President Trump recently announced proposals to update regulations to the keystone statute governing federal environmental analyses. Predictably, radical environmental groups are apoplectic and have begun issuing doomsday predictions about the consequences of his proposal.
The reality, however, is that the changes the Trump administration wants to make to the National Environmental Policy Act would return necessary reasonableness to what has become an overly complex, expensive, and time-consuming process.
NEPA is in desperate need of reform. Currently, the process provides decision-makers with little usable information and instead provides environmentalists easy access to the court system, tying up projects for years — even decades. This causes project costs to skyrocket.
As early as 1997, the Council on Environmental Quality found that environmental analyses had become increasingly complex, expensive, and time-consuming as federal agencies attempted to produce “litigation-proof” documents. But these documents were rarely “litigation-proof,” and so a cottage industry sprang up as purported environmental groups, with the approval of left-leaning courts, created a money-making machine out of their never-ending lawsuits.

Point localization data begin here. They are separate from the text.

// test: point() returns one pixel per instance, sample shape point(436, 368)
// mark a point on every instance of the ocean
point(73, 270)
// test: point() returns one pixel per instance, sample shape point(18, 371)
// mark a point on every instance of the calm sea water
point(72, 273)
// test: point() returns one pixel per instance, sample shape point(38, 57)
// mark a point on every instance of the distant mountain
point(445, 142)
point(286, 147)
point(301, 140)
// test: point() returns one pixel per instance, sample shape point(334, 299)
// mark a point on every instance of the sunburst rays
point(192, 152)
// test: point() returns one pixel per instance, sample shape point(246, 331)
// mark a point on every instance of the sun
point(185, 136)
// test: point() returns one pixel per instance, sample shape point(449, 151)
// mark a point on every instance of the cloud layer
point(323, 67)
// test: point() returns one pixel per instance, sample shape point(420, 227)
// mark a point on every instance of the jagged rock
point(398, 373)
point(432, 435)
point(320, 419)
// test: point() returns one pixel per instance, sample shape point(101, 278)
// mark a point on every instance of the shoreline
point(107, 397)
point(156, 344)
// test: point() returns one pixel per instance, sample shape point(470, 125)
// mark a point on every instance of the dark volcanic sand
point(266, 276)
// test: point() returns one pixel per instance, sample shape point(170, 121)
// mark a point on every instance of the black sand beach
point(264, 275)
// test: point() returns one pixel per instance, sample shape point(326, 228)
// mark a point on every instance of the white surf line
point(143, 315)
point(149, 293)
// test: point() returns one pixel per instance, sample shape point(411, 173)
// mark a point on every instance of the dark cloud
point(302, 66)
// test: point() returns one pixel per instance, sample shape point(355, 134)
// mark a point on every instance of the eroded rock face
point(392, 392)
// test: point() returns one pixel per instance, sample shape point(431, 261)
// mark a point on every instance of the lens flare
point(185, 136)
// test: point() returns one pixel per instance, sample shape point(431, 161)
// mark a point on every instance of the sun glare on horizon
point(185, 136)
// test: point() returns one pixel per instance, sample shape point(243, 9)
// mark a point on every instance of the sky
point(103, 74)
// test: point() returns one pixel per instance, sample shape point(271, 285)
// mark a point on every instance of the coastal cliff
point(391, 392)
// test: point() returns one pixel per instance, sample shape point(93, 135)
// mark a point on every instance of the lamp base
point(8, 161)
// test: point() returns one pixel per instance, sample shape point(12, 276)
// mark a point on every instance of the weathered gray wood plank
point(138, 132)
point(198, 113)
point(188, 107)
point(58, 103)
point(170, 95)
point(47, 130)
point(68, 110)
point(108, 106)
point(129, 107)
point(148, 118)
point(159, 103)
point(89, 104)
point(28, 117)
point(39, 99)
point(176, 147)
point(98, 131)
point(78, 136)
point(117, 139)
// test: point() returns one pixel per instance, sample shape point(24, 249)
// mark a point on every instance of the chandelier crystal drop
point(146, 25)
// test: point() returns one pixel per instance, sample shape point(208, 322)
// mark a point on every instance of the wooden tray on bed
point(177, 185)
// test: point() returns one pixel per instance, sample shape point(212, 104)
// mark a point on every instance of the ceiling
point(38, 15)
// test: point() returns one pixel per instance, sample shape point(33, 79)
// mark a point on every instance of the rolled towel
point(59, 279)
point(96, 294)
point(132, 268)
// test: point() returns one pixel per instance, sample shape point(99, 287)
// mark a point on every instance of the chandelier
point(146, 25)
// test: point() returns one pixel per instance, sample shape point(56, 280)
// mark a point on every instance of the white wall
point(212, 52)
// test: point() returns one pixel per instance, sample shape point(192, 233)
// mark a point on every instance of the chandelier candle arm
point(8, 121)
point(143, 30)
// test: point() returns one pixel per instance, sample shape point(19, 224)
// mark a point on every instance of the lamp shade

These groups sue the federal government, alleging that an environmental analysis failed to consider a litany of environmental concerns, most of which are either not relevant or are actually in the analysis (just not to their satisfaction). Then, in left-leaning courts, where the cards are already stacked against energy or infrastructure projects, environmentalists easily persuade a willing audience that one or more issues need further review. These courts halt the project, send the analysis back to the government for further review, and award the “prevailing” environmental groups with generous attorneys’ fees, fueling an endless cycle of litigation.
It’s no surprise that these groups are so upset about possible NEPA reform. It is a direct threat to their business model. NEPA was never meant to become the economic driver for a small group of litigious environmentalists. Nor was it intended to stop projects in their tracks. Instead, it was designed to inform federal decision-makers of the consequences of their actions.
When established in 1970, NEPA was designed to require the federal government to “stop, look, and listen” before approving projects requiring federal permits. It required agencies not to collect new information but simply to consider existing information. Their analyses were also originally intended to be no longer than 150 pages (300 pages for proposals of “unusual scope or complexity”) and take no longer than one year.
Those days are long gone. Despite virtually unchanged regulations since the 1980s, the NEPA process has metastasized into a regulatory juggernaut bearing little resemblance to Congress’s original intent. A 2019 review found that the average environmental analysis was 669 pages and took more than four years to complete. More than 25% exceeded 729 pages and took six years or more. In fact, it is not uncommon for an analysis to rack up 1,000 pages, take a decade or more to produce, and add millions of dollars to a development project’s total cost.
And that’s before any litigation begins.
The thrust of the Trump administration’s proposed changes is to return NEPA to its original requirements by establishing page and time limits for analyses. It would also limit the consideration required for effects, such as climate change, that simply are too extenuated or uncertain. These are all reasonable measures consistent with Congress’s intent when it enacted NEPA.
But such reforms may not be enough. Until Congress makes sweeping statutory reforms, liberal courts remain free to operate under the status quo that they have created. Indeed, the environmentalists may actually be given a gift by these regulatory changes and may find it easier to persuade their chosen courts that environmental analyses that comply with the reduced page and time limits fail to consider all “relevant” factors.
Ronald W. Opsahl is a Senior Attorney with Mountain States Legal Foundation, specializing in natural resources law, and is a trained wildlife biologist.